BİR KAMPÜSTEN FAZLASI

2019 yılında mimar öğretim üyesi arkadaşlarımızla uzun toplantılar yaptık. Ana sorumuz şuydu: “Acaba bir endüstri mirası olan tütün hangarlarını, özgün kimliğini koruyarak ama yeni bir anlam ve işlev kazandırarak nasıl dönüştürebiliriz?” “Acaba” sorumuzdan doğan “Mekân, Miras, Hafıza: Türkiye’nin Az Katlı, Çevreci, Yenilikçi ve Sürdürülebilir Kampüs Projesi” 2020 yılından itibaren hayata geçirilmeye başlandı. Bu proje, sürdürülebilirlik ilkelerini mimari bir dil haline getiren, çevreyle uyumlu ve kaynak kullanımını minimize eden bir anlayışın ürünü oldu. Yıkmak yerine anlamak, unutturmak yerine hatırlamak — işte bizim dönüşüm anlayışımız böyle şekillendi. Her bir hangar, yalnızca yeniden işlevlendirilmedi; geçmişin bir parçası olarak geleceğe taşındı.

MEKÂNIN HAFIZASI, YAPININ RUHU, MALZEMENİN İSRAF EDİLMEMESİ

Ballıca Kampüsü adım adım dönüşüyor ve güzelleşiyor. İdari kadromuzun yanı sıra, Halil İbrahim Düzenli, Abdullah Asım Divleli ve Emin Selçuk Taşar hocalarımızın öncülüğünde Mimarlık ve Tasarım Fakültesi akademisyenleri, yaklaşık 40 yıllık tütün hangarlarını eğitim mekânlarına dönüştürürken üç temel ilkeye bağlı kaldılar: Mekân hafızasını korumak, ömrü dolmamış her malzemeyi yeniden kullanmak, geri dönüşümü esas almak, israftan kaçınmak.

Bu ilkelerle, ülkemize ve dünyaya örnek olacak çevreci, yenilikçi ve işlevsel bir kampüs inşa etme hedefiyle yola çıktık. Bugün 60 hangardan 30’u yeniden işlevlendirilerek kullanıma açılmış durumda. Mimarlık ve Tasarım, İlahiyat, Özdemir Bayraktar Havacılık ve Uzay Bilimleri Fakültelerimiz, eğitim uçaklarımız ve pistimiz bu kampüste yer alıyor. 30 Mayıs 2025’te ibadete açılan Fahrettin Ulusoy Camiimiz ise geçmişi, bugünü ve geleceği kuşatan mimari tavrıyla bu hikâyenin en özel sembollerinden biridir.
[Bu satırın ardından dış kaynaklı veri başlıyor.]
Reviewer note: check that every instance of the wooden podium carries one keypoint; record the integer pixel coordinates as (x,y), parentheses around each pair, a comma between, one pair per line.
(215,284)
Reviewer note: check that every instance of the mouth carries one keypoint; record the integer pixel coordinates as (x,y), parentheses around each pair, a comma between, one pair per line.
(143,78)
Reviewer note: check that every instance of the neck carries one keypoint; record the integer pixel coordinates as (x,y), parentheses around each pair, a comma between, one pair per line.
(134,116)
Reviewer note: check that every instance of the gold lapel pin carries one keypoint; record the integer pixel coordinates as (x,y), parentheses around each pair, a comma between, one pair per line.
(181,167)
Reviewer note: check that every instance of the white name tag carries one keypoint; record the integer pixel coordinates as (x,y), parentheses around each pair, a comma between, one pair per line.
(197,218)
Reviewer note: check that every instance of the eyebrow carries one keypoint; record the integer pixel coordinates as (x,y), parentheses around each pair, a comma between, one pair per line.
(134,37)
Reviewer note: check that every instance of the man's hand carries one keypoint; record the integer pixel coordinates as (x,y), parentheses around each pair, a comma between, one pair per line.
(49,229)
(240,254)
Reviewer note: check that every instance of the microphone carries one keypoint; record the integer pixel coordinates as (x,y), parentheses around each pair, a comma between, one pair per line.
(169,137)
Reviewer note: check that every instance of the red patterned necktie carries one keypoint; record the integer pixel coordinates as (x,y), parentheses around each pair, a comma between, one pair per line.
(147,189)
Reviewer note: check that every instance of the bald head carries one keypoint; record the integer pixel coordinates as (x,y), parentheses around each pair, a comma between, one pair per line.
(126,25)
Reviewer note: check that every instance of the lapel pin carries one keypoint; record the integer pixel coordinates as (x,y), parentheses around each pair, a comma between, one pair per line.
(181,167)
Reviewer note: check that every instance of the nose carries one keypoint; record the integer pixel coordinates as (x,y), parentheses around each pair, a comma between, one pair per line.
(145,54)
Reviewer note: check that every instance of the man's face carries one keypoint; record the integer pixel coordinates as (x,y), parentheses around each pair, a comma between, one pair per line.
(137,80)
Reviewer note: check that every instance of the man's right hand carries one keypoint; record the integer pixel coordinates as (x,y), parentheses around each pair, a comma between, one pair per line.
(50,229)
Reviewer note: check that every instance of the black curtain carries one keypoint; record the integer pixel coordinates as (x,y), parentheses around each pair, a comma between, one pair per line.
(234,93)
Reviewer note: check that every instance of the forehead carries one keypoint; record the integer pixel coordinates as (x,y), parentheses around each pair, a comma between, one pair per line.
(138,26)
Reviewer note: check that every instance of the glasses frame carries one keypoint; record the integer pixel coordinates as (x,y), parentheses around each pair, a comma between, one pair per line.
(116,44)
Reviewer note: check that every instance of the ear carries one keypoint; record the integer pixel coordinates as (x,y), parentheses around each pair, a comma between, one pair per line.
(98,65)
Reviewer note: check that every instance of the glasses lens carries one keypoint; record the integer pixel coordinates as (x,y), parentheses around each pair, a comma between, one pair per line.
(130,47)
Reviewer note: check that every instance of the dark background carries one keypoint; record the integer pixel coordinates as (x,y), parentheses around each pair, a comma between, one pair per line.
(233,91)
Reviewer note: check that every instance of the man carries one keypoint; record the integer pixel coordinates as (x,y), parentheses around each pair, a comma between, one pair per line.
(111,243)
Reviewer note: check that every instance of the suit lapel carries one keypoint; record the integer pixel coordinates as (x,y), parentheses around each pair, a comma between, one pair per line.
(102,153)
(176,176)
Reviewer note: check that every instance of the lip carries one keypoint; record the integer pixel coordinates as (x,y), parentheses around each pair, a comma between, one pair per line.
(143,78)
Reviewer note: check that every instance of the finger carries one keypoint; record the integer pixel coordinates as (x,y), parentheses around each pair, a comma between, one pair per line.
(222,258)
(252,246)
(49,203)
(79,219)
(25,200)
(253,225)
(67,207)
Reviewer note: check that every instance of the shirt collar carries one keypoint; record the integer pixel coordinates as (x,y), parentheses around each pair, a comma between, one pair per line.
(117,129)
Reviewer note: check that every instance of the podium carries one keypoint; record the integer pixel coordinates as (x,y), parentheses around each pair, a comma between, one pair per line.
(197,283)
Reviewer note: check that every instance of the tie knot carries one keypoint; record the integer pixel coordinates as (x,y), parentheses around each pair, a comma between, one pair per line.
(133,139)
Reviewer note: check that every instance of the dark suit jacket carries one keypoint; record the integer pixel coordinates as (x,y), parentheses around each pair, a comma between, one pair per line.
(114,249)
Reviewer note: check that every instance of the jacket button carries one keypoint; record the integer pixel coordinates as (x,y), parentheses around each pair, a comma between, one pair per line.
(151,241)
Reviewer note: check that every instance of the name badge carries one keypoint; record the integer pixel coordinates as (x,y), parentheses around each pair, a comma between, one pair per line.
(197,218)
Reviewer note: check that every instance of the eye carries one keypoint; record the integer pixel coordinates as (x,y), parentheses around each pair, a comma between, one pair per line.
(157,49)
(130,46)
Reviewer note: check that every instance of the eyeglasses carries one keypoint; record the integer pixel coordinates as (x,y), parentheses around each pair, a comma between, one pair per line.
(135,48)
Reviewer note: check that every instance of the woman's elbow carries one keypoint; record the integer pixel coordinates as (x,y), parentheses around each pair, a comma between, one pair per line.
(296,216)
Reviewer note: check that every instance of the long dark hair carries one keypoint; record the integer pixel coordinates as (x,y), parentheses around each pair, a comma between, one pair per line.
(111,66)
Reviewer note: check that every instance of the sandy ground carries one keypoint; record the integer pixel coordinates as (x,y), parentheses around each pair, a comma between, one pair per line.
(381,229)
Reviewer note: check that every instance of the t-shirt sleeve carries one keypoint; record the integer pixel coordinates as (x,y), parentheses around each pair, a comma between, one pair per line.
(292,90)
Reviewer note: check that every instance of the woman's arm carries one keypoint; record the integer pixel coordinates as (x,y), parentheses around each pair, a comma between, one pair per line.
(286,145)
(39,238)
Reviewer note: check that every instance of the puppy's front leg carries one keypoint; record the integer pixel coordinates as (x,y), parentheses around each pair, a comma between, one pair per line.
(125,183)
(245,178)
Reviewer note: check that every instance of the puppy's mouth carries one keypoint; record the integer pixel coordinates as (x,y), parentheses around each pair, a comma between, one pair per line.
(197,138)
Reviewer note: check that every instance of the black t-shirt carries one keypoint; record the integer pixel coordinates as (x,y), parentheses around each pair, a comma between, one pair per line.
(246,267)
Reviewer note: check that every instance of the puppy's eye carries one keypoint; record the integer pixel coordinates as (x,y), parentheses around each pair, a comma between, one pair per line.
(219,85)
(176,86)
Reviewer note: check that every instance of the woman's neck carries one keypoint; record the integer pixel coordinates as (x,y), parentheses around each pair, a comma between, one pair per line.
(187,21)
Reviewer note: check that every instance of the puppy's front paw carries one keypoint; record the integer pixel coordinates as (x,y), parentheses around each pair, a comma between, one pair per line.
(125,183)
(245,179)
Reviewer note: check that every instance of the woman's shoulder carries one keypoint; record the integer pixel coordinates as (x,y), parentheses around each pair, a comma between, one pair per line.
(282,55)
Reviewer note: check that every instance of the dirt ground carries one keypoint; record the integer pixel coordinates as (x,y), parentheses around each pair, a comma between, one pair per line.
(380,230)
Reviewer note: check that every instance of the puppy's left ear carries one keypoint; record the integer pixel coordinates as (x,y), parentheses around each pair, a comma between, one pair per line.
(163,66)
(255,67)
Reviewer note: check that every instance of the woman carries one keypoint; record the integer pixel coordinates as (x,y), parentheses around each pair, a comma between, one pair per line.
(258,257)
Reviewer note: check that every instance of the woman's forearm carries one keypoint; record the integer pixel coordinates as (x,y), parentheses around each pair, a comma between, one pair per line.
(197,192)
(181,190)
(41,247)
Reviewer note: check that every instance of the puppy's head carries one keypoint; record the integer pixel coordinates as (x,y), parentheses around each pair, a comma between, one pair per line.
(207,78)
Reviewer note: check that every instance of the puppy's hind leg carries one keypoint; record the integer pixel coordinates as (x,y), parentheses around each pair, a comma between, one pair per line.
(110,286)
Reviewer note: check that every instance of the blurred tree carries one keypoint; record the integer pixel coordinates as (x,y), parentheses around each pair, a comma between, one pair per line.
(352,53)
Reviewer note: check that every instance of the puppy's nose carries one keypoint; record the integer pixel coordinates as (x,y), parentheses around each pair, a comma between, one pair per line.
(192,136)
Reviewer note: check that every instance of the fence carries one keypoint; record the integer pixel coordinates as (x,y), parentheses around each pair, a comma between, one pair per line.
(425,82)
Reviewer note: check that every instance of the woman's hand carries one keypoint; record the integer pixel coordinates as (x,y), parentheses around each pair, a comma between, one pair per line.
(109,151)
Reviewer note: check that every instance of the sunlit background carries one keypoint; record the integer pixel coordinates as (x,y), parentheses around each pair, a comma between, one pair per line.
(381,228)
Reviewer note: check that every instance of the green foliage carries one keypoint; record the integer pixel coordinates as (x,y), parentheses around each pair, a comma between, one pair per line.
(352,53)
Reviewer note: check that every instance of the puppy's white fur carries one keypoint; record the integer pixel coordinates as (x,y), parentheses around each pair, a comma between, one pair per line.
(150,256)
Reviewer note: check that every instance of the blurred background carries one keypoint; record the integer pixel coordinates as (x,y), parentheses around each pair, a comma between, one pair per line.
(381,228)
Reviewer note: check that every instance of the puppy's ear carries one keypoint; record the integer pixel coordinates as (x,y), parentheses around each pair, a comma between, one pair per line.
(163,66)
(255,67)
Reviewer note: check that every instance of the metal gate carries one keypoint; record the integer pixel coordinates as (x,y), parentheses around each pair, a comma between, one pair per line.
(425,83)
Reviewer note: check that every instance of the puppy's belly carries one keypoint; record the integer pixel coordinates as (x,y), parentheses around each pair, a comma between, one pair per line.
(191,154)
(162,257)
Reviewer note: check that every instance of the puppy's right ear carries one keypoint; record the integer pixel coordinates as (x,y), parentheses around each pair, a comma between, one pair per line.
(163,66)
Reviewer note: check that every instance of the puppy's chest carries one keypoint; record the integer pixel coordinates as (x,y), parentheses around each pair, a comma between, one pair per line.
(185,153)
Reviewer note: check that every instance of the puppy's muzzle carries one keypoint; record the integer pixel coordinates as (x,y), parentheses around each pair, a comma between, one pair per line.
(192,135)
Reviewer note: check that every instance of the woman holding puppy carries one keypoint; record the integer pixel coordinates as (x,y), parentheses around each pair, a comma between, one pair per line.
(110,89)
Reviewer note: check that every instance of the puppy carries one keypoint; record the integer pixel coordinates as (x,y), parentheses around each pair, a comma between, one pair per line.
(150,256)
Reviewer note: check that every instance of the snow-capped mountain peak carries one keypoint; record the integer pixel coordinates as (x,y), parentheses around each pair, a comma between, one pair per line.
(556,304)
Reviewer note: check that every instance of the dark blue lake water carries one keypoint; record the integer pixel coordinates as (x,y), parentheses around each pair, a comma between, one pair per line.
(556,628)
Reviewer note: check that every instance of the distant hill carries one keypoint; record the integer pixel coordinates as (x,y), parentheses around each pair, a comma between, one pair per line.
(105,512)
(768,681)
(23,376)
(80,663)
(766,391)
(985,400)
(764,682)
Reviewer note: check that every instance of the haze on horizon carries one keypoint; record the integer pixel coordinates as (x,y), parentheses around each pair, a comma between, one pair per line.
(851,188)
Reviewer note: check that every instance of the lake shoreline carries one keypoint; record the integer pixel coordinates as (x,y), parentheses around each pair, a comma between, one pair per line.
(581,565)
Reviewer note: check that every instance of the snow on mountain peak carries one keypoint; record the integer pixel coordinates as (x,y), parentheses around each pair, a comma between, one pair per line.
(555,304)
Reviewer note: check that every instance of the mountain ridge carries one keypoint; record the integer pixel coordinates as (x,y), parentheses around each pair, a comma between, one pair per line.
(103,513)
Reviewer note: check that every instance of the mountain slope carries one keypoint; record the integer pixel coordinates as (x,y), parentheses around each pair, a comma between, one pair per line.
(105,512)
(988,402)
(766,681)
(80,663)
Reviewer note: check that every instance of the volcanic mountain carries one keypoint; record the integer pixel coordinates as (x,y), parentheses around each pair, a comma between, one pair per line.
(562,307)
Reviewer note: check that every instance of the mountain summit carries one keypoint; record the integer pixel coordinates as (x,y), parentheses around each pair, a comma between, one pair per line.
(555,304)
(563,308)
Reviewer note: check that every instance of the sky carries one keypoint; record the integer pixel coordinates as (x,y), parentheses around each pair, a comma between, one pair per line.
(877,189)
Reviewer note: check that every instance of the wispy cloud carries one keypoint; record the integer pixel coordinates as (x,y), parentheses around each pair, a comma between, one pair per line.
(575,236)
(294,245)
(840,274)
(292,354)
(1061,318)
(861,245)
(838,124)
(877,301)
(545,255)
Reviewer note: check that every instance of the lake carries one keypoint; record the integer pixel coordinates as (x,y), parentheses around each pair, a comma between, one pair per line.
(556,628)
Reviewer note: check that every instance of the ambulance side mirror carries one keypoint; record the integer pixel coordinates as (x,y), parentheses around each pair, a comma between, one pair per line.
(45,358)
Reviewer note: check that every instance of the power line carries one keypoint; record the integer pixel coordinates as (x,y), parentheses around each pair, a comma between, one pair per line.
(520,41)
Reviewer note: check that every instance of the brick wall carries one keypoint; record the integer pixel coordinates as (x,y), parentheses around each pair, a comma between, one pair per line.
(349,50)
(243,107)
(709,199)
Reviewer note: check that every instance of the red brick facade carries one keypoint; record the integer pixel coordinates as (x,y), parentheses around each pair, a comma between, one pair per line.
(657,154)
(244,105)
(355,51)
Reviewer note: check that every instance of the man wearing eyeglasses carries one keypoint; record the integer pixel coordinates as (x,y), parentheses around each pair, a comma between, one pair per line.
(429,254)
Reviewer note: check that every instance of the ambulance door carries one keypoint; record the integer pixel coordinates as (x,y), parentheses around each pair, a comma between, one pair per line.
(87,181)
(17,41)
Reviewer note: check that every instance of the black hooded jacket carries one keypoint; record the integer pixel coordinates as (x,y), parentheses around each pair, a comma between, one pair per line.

Yönetim kadrosu olarak ortaya koyduğumuz eğitim vizyonu, bilginin ve mekânın her an yeniden kurulmasına dayanıyor. Tasarım, Mimarlık ve Şehir Çalışmaları Araştırma Merkezimiz, bu vizyona uygun şekilde dönüşüm sürecinin hem düşünsel hem fiziksel katmanlarını ördü.

ÖDÜLLERİMİZ

Cumhurbaşkanımız Sayın Recep Tayyip Erdoğan’ın, YÖK Başkanımızın, hükümetimizin ve hayırseverlerimizin destekleri, bu vizyonun kurumsal olarak güçlenmesini sağladı. Bu çabanın ilk önemli takdiri, 2023 yılında Mimarlık ve Tasarım Fakültemizin 1. ve 2. Hangar projelerinin Necip Fazıl Mimarlık Ödülü’ne layık görülmesiyle geldi. Ödül, Cumhurbaşkanımızın elinden alınarak gururla taçlandı.

En yeni başarımız ise, 9 Ekim 2025 tarihinde yine Sayın Cumhurbaşkanımızın elinden alınan 2025 YÖK Üstün Başarı Ödülü’dür. Kurumsal Ödüller – Toplumsal Sorumluluk kategorisinde verilen bu ödül, “Endüstriyel Miras, Yeniden Kullanım ve Sürdürülebilirlik ile Eğitimde Deneyimsel Öğrenme” başlıklı projemizle Üniversitemize layık görülmüştür. Projenin yürütücülüğünü Doç. Dr. Halil İbrahim Düzenli, Öğr. Üyesi Dr. Abdullah Asım Divleli ve Öğr. Üyesi Dr. Emin Selçuk Taşar hocalarımız üstlenmiştir.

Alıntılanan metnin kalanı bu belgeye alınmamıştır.